KQQF
- Coffeyville, Kansas; United States;
- Frequency: 98.9 MHz
- Branding: Sonshine 98.9

Programming
- Format: Contemporary Christian

Ownership
- Owner: SEK Media, LLC
- Sister stations: KGGF, KGGF-FM, KUSN

History
- First air date: 1983
- Former call signs: KQQF (1983–1991) KUSN (1991–1999) KKRK (1999–2013)

Technical information
- Licensing authority: FCC
- Facility ID: 34460
- Class: A
- ERP: 3,200 watts
- HAAT: 138 metres (453 ft)
- Transmitter coordinates: 37°06′28″N 95°43′22″W﻿ / ﻿37.10778°N 95.72278°W

Links
- Public license information: Public file; LMS;
- Webcast: Listen Live
- Website: kggfradio.com

= KQQF =

KQQF (98.9 FM) is a radio station licensed to serve the community of Coffeyville, Kansas. The station is owned by SEK Media, LLC, and airs a Contemporary Christian format.

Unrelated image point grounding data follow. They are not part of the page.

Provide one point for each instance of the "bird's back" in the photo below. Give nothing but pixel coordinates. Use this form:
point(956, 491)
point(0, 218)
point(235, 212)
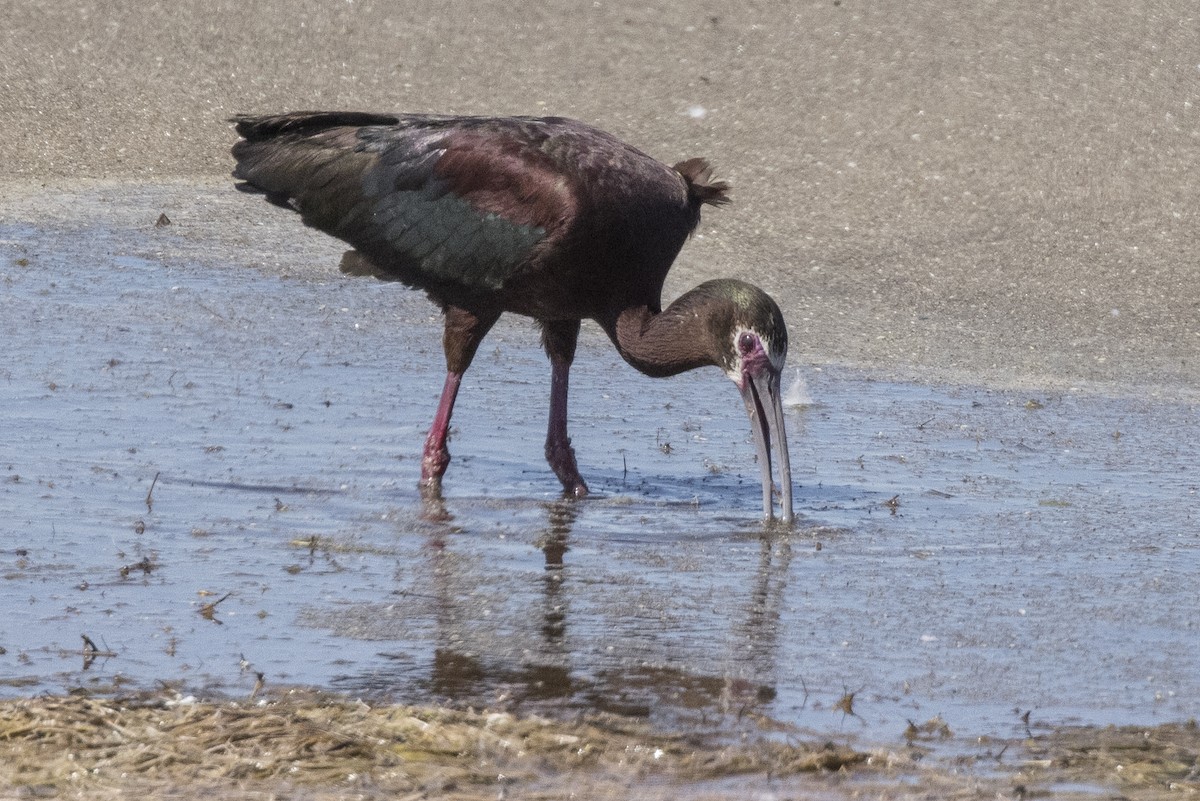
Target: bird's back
point(541, 216)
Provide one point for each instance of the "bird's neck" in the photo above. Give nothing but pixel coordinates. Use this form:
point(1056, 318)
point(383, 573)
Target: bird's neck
point(659, 344)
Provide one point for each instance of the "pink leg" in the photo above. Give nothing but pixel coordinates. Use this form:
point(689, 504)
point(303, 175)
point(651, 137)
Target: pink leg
point(460, 341)
point(437, 455)
point(559, 342)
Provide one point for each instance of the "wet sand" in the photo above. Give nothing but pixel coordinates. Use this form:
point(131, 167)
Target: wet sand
point(1002, 193)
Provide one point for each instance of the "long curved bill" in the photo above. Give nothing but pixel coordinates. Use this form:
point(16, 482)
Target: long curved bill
point(765, 405)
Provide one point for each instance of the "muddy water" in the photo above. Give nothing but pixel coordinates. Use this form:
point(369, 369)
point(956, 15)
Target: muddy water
point(179, 432)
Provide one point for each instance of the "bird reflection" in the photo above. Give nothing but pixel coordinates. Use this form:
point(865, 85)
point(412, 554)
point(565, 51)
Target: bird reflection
point(486, 651)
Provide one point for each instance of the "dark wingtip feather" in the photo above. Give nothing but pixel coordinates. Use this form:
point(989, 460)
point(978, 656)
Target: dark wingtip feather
point(255, 127)
point(701, 186)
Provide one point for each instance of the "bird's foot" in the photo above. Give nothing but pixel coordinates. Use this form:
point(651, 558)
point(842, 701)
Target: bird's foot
point(561, 457)
point(433, 465)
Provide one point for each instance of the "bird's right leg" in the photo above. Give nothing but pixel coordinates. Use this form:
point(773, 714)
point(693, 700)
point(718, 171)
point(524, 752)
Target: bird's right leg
point(460, 341)
point(558, 337)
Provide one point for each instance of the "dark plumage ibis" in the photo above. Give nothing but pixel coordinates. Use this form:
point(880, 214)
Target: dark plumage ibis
point(539, 216)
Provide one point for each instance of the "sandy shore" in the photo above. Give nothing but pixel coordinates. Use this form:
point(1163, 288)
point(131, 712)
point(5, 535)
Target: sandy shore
point(1000, 192)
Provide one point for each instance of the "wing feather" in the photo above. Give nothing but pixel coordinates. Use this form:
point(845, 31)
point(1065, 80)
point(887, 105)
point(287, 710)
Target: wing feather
point(427, 200)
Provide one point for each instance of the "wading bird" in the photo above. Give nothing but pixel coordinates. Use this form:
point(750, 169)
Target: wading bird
point(539, 216)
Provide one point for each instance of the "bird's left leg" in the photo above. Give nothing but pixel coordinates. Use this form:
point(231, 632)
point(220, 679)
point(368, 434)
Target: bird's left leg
point(558, 337)
point(463, 332)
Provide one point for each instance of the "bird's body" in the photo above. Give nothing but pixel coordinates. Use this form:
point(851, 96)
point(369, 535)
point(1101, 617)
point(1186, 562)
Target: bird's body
point(539, 216)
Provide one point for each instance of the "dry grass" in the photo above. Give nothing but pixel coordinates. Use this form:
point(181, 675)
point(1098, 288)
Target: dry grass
point(306, 746)
point(313, 747)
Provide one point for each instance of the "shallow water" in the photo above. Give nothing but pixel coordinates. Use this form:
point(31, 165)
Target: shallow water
point(223, 433)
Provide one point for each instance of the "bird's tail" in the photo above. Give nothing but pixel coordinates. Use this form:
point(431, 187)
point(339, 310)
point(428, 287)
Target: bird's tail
point(701, 186)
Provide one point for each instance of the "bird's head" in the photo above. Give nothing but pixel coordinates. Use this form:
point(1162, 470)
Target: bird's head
point(753, 354)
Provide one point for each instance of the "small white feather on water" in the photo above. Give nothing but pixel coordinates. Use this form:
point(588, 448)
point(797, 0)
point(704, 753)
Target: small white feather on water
point(797, 393)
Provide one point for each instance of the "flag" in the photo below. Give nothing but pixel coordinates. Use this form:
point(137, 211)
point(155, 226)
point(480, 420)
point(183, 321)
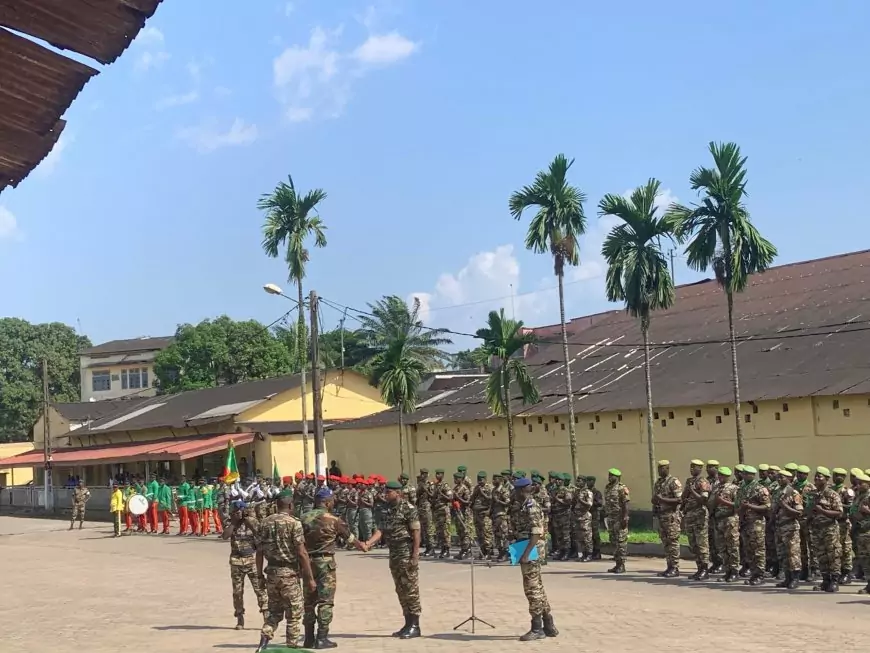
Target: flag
point(231, 468)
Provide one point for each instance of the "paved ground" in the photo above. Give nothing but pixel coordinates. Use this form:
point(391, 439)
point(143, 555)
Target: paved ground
point(85, 591)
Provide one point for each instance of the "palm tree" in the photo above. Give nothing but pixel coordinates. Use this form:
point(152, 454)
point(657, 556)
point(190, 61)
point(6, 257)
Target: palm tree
point(503, 339)
point(721, 236)
point(291, 218)
point(637, 272)
point(556, 228)
point(405, 350)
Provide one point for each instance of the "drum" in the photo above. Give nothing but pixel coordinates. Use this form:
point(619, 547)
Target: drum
point(137, 505)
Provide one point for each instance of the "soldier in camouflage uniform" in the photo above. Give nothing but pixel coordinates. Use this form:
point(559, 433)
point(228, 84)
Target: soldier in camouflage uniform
point(666, 500)
point(528, 522)
point(847, 496)
point(402, 530)
point(696, 493)
point(80, 497)
point(322, 531)
point(281, 542)
point(461, 509)
point(481, 510)
point(241, 533)
point(825, 530)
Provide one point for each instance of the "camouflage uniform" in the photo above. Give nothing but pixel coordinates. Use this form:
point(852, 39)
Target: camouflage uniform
point(278, 537)
point(669, 518)
point(322, 529)
point(400, 522)
point(481, 509)
point(243, 564)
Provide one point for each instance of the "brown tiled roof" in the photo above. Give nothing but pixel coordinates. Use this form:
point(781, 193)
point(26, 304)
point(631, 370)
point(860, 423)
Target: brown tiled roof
point(804, 330)
point(130, 346)
point(38, 85)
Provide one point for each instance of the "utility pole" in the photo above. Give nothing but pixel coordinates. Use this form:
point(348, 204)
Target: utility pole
point(317, 397)
point(46, 444)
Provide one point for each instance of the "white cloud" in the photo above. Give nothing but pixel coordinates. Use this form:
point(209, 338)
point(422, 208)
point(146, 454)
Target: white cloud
point(8, 224)
point(385, 49)
point(208, 137)
point(176, 100)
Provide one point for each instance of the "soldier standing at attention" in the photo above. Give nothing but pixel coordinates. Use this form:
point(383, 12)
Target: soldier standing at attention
point(402, 528)
point(243, 561)
point(582, 516)
point(825, 530)
point(787, 510)
point(461, 506)
point(80, 497)
point(847, 496)
point(281, 542)
point(322, 529)
point(713, 480)
point(529, 527)
point(754, 506)
point(597, 513)
point(616, 503)
point(695, 497)
point(481, 510)
point(666, 500)
point(424, 510)
point(442, 499)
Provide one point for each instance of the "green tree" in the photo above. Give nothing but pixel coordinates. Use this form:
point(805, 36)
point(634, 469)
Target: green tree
point(220, 352)
point(721, 236)
point(638, 273)
point(404, 350)
point(555, 229)
point(23, 346)
point(504, 340)
point(291, 220)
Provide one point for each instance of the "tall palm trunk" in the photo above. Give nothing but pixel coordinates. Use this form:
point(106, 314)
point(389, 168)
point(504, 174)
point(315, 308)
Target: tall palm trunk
point(572, 434)
point(650, 438)
point(402, 440)
point(734, 379)
point(303, 359)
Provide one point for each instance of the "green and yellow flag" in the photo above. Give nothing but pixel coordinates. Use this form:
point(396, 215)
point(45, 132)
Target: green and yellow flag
point(231, 468)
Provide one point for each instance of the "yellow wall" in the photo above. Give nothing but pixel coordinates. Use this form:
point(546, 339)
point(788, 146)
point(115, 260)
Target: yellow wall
point(812, 432)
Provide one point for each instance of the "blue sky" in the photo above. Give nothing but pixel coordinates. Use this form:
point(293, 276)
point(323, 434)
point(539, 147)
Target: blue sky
point(420, 119)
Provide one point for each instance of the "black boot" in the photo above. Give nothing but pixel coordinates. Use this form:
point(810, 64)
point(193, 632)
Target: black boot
point(413, 630)
point(404, 628)
point(323, 640)
point(309, 640)
point(536, 632)
point(550, 629)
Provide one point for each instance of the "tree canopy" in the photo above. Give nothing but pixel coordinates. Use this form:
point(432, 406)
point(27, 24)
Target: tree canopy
point(22, 347)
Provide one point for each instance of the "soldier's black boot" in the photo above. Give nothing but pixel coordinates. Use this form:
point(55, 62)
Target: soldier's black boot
point(413, 628)
point(550, 629)
point(309, 640)
point(404, 628)
point(536, 632)
point(323, 640)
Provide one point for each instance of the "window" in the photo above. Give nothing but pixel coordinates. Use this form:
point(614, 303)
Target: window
point(101, 381)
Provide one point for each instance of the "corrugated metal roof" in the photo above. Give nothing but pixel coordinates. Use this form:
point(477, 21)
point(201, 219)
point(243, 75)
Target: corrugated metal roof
point(787, 348)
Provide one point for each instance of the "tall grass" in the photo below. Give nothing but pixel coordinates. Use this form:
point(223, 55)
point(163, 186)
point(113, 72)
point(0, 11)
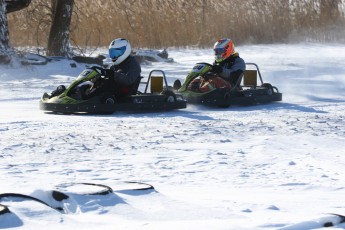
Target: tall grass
point(163, 23)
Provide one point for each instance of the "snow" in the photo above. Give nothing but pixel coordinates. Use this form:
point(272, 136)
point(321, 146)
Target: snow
point(275, 166)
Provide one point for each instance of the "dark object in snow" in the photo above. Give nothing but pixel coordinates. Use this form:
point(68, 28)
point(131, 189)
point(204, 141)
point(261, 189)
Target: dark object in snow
point(98, 60)
point(144, 55)
point(81, 96)
point(244, 92)
point(323, 222)
point(104, 190)
point(27, 197)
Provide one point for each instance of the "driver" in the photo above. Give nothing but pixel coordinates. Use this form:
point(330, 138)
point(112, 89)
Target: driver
point(125, 70)
point(121, 78)
point(228, 63)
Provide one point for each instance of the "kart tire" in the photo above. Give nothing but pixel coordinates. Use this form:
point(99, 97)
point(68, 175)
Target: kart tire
point(269, 88)
point(4, 209)
point(169, 96)
point(177, 84)
point(108, 99)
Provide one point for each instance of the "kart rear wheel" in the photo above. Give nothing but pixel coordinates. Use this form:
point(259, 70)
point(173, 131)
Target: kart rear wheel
point(169, 96)
point(177, 84)
point(269, 88)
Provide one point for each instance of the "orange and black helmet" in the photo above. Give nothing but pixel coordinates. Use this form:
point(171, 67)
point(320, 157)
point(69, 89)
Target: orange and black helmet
point(223, 49)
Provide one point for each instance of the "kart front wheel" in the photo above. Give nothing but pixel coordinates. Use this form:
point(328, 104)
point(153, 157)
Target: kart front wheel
point(108, 99)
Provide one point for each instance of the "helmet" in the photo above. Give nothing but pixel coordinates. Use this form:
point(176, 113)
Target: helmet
point(119, 50)
point(223, 49)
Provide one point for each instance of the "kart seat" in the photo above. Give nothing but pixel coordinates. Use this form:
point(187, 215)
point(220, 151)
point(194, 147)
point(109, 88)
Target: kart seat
point(236, 79)
point(250, 78)
point(131, 89)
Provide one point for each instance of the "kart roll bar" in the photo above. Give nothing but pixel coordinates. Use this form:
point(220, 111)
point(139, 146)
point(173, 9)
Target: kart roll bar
point(257, 69)
point(149, 78)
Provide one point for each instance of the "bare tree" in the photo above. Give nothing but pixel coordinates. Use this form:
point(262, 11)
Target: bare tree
point(15, 5)
point(58, 41)
point(4, 36)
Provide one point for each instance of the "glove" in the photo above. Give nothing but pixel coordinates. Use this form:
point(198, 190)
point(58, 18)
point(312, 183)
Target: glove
point(108, 73)
point(208, 76)
point(217, 69)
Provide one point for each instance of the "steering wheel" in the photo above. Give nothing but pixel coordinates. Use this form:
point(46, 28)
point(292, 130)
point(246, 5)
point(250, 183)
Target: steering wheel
point(100, 69)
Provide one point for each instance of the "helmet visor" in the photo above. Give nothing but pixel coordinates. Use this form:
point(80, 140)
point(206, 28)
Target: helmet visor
point(116, 52)
point(219, 51)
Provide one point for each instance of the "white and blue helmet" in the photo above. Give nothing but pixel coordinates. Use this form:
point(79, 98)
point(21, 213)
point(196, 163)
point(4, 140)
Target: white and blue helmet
point(119, 50)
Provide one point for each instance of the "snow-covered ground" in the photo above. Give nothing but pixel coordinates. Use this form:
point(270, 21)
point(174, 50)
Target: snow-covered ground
point(275, 166)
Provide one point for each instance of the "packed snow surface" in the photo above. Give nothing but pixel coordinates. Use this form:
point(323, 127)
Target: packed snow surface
point(273, 166)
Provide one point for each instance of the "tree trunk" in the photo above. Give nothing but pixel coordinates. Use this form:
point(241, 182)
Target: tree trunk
point(330, 12)
point(4, 36)
point(58, 42)
point(15, 5)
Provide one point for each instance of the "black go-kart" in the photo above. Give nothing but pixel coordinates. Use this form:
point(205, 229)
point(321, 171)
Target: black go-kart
point(248, 90)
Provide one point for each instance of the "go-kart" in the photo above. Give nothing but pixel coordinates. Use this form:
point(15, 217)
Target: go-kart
point(246, 91)
point(79, 96)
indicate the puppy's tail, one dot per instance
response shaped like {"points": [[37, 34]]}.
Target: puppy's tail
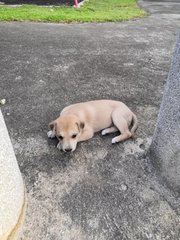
{"points": [[134, 124]]}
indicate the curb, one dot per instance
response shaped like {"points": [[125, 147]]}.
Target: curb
{"points": [[12, 190]]}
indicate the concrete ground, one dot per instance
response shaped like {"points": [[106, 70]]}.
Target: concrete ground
{"points": [[99, 192]]}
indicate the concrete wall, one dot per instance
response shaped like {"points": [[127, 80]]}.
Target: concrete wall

The station was assigned the call sign KQQF by the Federal Communications Commission on May 16, 1983. The station changed its call sign to KUSN on August 12, 1991, to KKRK on October 1, 1999, and back to KQQF on August 5, 2013.

In late July 2020, KQQF changed their format from adult contemporary to contemporary Christian, branded as "Sonshine 98.9".